Les symptômes que décrit Laurence Boccolini sont particulièrement éprouvants. Elle évoque des bruits insupportables, « semblables à de la batterie résonnant sans cesse » dans sa tête, des acouphènes violents qui l’empêchaient de dormir et la forçaient à des hospitalisations répétées. Selon la National Library of Medicine, ces acouphènes pulsatiles et cette perte progressive de l’audition figurent parmi les signes cliniques les plus caractéristiques de ce type de tumeur.

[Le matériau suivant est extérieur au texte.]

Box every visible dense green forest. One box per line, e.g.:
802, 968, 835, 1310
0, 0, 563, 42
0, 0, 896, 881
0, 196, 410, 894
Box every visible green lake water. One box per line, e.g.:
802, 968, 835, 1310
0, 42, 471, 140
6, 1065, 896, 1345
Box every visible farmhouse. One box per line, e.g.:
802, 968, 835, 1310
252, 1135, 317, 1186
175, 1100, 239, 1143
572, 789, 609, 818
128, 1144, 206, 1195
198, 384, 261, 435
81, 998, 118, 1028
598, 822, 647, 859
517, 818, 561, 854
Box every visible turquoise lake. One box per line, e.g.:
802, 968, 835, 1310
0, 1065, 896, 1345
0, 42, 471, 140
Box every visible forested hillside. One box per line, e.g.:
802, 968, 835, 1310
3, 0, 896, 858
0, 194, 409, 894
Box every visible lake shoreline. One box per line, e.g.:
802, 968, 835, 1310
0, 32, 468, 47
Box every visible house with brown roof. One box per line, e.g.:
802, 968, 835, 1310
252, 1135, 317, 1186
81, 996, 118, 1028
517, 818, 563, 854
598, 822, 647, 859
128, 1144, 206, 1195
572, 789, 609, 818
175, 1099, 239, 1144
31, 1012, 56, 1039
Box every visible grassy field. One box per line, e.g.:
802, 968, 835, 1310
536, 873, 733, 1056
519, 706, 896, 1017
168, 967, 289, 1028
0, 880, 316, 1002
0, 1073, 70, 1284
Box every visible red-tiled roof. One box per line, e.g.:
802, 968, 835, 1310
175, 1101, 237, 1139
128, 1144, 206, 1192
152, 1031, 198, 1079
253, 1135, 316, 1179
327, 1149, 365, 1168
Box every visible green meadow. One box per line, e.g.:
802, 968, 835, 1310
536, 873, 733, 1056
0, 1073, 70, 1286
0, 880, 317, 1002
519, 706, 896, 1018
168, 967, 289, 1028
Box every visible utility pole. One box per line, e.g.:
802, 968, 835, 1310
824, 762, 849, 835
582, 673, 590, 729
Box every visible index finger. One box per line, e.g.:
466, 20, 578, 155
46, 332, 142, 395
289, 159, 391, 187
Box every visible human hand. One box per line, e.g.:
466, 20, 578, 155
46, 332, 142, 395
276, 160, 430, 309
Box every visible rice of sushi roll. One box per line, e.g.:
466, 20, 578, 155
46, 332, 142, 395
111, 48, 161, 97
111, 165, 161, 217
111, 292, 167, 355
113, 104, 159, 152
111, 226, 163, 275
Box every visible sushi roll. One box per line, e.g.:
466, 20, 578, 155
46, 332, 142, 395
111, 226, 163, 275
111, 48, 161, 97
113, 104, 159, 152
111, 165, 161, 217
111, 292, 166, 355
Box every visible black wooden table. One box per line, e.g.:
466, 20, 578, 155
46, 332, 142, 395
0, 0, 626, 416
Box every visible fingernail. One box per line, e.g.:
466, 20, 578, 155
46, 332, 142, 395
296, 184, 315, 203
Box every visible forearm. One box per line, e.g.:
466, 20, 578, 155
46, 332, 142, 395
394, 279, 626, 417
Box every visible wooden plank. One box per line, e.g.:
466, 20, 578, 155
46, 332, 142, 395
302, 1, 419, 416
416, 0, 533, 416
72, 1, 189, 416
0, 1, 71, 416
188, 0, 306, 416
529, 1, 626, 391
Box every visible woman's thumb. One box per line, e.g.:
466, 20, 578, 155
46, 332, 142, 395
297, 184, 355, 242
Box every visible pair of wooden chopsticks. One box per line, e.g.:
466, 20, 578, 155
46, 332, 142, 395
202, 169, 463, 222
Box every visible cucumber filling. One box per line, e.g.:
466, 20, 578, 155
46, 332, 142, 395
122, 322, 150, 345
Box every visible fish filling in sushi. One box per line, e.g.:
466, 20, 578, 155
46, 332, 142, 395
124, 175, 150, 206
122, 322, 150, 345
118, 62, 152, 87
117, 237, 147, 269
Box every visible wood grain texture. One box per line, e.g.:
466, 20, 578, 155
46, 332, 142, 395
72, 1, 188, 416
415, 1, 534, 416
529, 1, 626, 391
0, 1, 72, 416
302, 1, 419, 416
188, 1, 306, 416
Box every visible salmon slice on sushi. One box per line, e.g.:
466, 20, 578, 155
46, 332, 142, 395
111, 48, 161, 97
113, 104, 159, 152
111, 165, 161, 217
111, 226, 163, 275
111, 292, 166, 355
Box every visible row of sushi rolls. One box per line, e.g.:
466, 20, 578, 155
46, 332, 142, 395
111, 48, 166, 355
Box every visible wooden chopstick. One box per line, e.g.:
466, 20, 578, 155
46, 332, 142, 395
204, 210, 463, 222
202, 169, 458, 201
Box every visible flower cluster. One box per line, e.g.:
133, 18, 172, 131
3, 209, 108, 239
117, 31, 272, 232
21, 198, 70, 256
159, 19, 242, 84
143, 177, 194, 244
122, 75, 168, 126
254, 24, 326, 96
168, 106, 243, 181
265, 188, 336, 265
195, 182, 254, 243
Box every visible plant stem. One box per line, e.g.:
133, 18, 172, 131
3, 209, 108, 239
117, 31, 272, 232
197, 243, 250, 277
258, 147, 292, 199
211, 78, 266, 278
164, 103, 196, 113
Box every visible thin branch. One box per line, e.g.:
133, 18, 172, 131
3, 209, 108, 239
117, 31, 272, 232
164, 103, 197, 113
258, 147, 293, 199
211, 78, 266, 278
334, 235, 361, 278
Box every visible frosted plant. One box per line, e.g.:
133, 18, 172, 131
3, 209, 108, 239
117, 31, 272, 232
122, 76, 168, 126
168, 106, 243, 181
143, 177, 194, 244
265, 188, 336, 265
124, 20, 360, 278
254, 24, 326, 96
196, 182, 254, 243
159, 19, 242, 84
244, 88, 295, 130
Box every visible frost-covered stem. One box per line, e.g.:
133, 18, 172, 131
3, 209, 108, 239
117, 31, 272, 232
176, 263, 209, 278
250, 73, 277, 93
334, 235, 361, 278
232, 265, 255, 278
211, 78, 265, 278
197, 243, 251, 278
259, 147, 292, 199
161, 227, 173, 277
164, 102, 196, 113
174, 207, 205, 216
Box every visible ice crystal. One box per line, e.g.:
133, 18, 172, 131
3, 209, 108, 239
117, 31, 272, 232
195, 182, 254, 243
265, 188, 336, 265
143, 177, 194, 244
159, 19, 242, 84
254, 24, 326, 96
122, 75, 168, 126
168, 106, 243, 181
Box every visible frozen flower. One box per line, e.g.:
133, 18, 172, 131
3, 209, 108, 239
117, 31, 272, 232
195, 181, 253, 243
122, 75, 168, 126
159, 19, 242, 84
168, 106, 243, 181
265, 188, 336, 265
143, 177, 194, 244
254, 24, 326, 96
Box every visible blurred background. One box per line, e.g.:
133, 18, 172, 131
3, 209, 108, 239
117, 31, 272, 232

Aujourd’hui, l’animatrice a perdu « presque tout l’usage de son oreille gauche ». Elle a subi « une importante séance de rayons il y a plus d’un an », mais la tumeur « se porte malheureusement toujours bien car d’autres symptômes étranges sont apparus ». Elle attend des examens d’IRM de contrôle pour évaluer si la masse a enfin commencé à régresser.
La peur de la paralysie et le poids des séquelles possibles
C’est précisément la localisation de la tumeur qui rend le pronostic si anxiogène. Nichée dans les nerfs faciaux, elle menace de provoquer une paralysie du visage, des troubles de la déglutition ou encore une atteinte irréversible de la voix. Pour une animatrice dont l’outil de travail premier est la parole, ces perspectives sont particulièrement redoutables.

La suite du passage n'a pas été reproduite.